Fates hanging by a thread – but does the bell toll for businesses, or Metro?

Fates hanging by a thread – but does the bell toll for businesses, or Metro?

Local businesses in Rozelle affected by the CBD Metro remain in a state of limbo over the fate of the project, while new Premier Kristina Keneally considers her options regarding the Government’s 2031 Transport Blueprint.

Although the CBD Metro is expected to survive in some form, Ms Keneally has repeatedly refused to rule out cutting the Rozelle leg of the project. In the meantime, however, D-Day edges closer for businesses set to be compulsorily acquired, with affected business receiving letters indicating that writs would be issued in mid-January.

Last week, local Rozelle business representative David Hunt called the letters of intention from Sydney Metro “untimely and inappropriate.”

Mr Hunt is Sales Manager of the Retravision store on Darling Street, a business which is earmarked to make way for the proposed Metro station alongside more than a dozen others.

“You don’t sentence judgement on someone or something until you have read the evidence and passed judgement,” he said. “Sydney Metro feels it is above scrutiny and judgement. I call on the Sydney Metro Authority and the NSW Transport Minister to respect the process of the NSW Department of Planning … by deferring any action against the affected property owners and business sought by the Metro, until after full approval and scrutiny from the Department of Planning.”

Earlier this month, a letter from Balmain MP Verity Firth to Transport Minister David Campbell was leaked to the media. In it, she questioned an integral part of the project – the creation of a bus interchange at Rozelle, an outcome she described as “unacceptable to local residents”. Ms Firth cited local fears that bus services to Balmain would be cut in a bid to force passenger numbers higher on the Metro.

The letter also asked for confirmation that Sydney Metro Authority was not looking to increase density in Rozelle.
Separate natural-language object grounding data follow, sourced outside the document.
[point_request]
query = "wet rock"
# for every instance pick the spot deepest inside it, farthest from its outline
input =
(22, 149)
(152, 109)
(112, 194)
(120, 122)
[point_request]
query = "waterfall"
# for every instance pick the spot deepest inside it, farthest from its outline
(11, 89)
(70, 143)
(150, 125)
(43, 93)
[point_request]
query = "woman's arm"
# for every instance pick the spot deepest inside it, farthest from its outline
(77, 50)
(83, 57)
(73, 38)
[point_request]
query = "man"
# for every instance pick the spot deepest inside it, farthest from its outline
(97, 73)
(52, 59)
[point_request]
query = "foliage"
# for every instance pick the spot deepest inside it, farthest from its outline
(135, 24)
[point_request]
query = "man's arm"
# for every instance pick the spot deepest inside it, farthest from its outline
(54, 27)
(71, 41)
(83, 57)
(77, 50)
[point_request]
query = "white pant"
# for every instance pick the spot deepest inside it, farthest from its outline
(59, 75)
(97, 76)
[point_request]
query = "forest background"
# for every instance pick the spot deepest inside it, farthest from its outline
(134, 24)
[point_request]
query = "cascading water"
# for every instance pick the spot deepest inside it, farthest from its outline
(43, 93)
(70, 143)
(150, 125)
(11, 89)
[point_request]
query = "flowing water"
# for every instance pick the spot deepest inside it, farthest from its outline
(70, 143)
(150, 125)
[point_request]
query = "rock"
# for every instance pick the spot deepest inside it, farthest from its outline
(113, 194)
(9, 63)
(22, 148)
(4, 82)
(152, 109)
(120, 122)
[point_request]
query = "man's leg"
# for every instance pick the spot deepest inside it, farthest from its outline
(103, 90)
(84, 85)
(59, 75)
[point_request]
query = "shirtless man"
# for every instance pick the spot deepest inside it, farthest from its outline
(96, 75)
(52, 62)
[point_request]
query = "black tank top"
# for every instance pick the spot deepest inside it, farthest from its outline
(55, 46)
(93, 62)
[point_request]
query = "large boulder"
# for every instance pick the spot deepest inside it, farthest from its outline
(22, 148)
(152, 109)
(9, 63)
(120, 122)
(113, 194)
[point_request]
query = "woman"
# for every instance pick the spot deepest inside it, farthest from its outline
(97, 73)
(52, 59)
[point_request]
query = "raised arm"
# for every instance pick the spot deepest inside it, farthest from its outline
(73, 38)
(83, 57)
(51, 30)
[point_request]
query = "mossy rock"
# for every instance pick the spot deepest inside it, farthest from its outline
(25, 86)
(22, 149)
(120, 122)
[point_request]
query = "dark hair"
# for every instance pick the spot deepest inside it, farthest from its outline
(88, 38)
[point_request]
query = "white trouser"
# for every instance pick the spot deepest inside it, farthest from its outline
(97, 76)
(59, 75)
Critics of the project argue such an assurance would undermine the viability of the project.

But a spokesperson for Ms Firth played down any suggestion the Metro had lost her in-principle backing. “Verity still supports the Metro as part of an integrated public transport system,” he said. “The questions are over how that happens and when that happens.”

A spokesperson for Sydney Metro declined to comment on speculation. “We’re just getting on with the job of completing Stage 1 of the Metro project, as we’ve been tasked to do,” he said.

Spokespeople from various government departments failed to offer an indication as to when a decision on the Transport Blueprint would be announced.